If you switch to RAW, you’ll see that images generally look less colorful and vibrant because they haven’t been edited in-camera the way compressed formats are, which is where Halide’s Instant feature comes in. Instant is a little like the magic wand tool in Apple’s Photos app. Found in the top righthand corner of the Reviewer, Instant applies a custom 17-step set of edits to your RAW image non-destructively. Often the results are good enough without making any further edits, but even when they’re not, the changes are a good head start on editing the RAW image because from here, you can export your RAW image to a separate photo editing app.

This photo was taken using coverage with the JPEG (left), RAW (middle), and RAW with Halide's Instant feature applied (right).

This photo was taken using coverage with the JPEG (left), RAW (middle), and RAW with Halide’s Instant feature applied (right).

Together, Coverage and Instant provide a clever way of ensuring a high-fidelity compressed image and a low-friction, easy-to-edit RAW option. If the compressed version of your shot is good, that’s all you need, which is terrific, but it’s nice to have the option to apply your own editorial choices and creativity to the RAW image Halide captures. Apple’s ProRAW image format, which was announced last week, may offer something similar through its API, but it will only work with the iPhone 12 Pro, while Halide works with many more iPhones now.

The downside is that the options in Halide’s settings need to be explained better. The Lux team’s post introducing the new app is an excellent overview, but coming to the options in the app’s settings cold without that background is a little tough. Halide offers the best of both the computational photography world and high-fidelity RAW capture in a unique and low-friction way, but it’s still a little hard to know where to get started.

Finally, I should mention that Halide will be offering in-app photography lessons beginning with a 10-day course. Halide’s course wasn’t available during my testing, but I’m keen to give it a try.

Halide was already such a solid app that the introduction of the Mark II version came as a surprise. Following up such a successful app is tough, but the team at Lux has delivered with Halide Mark II by coupling the flexibility and power of RAW photography with the simplicity of computational photography. Apple appears to be heading in a similar direction with its new ProRAW file format. However, I expect Halide Mark II will be fine and is worth checking out now. Not only does the Lux team say they will support ProRAW in the future, but the app also supports a long list of iPhones that ProRAW won’t, and it provides a level of control that Apple probably won’t.

No matter how you prefer to shoot photos, it’s unmistakably a terrific time to be an iPhone photographer. A wealth of excellent camera apps and photo editors are available, but if I had to recommend only one app for getting more out of your iPhone’s camera and learning the ins and outs of photography, it would be Halide Mark II.

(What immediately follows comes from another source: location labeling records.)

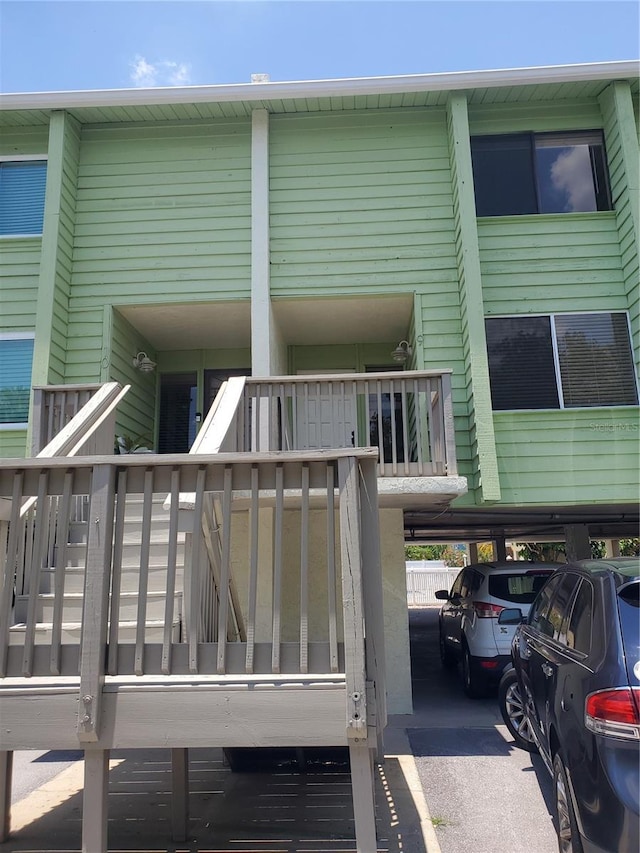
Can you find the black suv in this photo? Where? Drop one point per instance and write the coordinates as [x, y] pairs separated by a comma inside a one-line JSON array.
[[574, 694]]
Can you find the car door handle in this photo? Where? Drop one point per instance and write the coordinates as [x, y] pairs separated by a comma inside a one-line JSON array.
[[525, 651]]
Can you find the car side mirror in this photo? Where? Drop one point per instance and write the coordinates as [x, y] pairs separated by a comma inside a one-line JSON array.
[[510, 616]]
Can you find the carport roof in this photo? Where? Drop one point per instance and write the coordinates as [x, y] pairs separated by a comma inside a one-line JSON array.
[[541, 523]]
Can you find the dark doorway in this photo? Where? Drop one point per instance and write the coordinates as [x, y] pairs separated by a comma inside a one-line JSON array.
[[178, 402]]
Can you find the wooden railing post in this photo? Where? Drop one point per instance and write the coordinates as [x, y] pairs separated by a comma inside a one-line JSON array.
[[372, 590], [96, 602], [352, 599], [451, 462]]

Halide Mark II is available on the App Store for a one time $36 payment, which is currently discounted to $30 for a limited time, or you can join the app’s membership program for $11.99 a year, which is $9.99 for a limited time. The app also includes a one-week free trial. Halide’s membership alternative adds custom icons with other perks promised for the future. Existing Halide customers can download Halide Mark II for free and will get a one-year Halide membership for no additional charge using the ‘Restore Purchases’ option after the onboarding.